Performance Issues For Socket Sites Troubleshooting

Overview

Customers may experience performance issues with their applications while connected to Cato. Performance issues are a broad topic, and they can occur across different OSI layers, spanning from the physical layer to the application layer. This playbook will primarily focus on performance issues up to the TCP layer. Performance issues related to applicative layers will be discussed in other playbooks:

Symptoms

  • Slow file transfer, reduced throughput
    • When connected to Cato Cloud, customers may experience sluggish download and upload speeds.
  • WAN links are reaching close to their subscribed capacity
    • Utilization of the WAN links is getting capped at a suboptimal rate when connected to Cato

Possible Causes

  • Misconfiguration (Qos, License, TCP Acceleration, Window Scaling)
  • Network Congestion
  • Packet Loss (ISP, last mile)
  • Non Optimal PoP 
  • High Socket CPU 
  • Added Cloud Latency
  • Hardware Limitations

Troubleshooting the Issue

Before you go into more troubleshooting, isolating if this is related to Cato Cloud is essential. To do that, we can bypass the connection to Cato and verify if the issue is present. Bypassing-the-Cato-Cloud provides detailed steps on how to achieve that.

If the issue persists despite bypassing the connection, it indicates that Cato does not cause the problem.
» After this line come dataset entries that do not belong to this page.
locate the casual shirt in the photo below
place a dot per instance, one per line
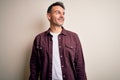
(56, 66)
(71, 56)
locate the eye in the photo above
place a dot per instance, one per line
(57, 12)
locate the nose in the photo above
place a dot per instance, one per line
(62, 15)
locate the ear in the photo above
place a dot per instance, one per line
(48, 16)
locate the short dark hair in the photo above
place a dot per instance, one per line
(55, 4)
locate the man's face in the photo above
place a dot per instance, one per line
(56, 16)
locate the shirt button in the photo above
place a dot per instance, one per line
(59, 46)
(62, 66)
(63, 76)
(59, 38)
(61, 56)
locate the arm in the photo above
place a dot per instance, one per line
(79, 61)
(34, 66)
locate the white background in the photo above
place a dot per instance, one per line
(97, 22)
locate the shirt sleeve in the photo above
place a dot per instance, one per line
(34, 66)
(79, 61)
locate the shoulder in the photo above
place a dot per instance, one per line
(70, 33)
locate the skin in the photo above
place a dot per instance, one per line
(56, 19)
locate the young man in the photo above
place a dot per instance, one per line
(57, 53)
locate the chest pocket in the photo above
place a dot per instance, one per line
(70, 51)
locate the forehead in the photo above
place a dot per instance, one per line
(59, 8)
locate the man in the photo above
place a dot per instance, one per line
(57, 53)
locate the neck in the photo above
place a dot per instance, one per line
(55, 29)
However, if the issue is resolved after bypassing the connection to Cato Cloud, then follow the following steps below for further troubleshooting and isolation.

Packet Loss

Packet loss can occur within the Cato infrastructure or with the Internet Service Provider (ISP). The following steps aim to isolate the source of the packet loss.

  • Check for packet loss (upstream/downstream) in Network Analytics.

  • If this coincides with last-mile packet loss, it indicates a potential hardware issue with the cable connecting to the WAN port of the Socket or a problem with the Internet Service Provider (ISP).

  • Refer to the Resolving Packet Loss section for suggestions on resolving packet loss issues.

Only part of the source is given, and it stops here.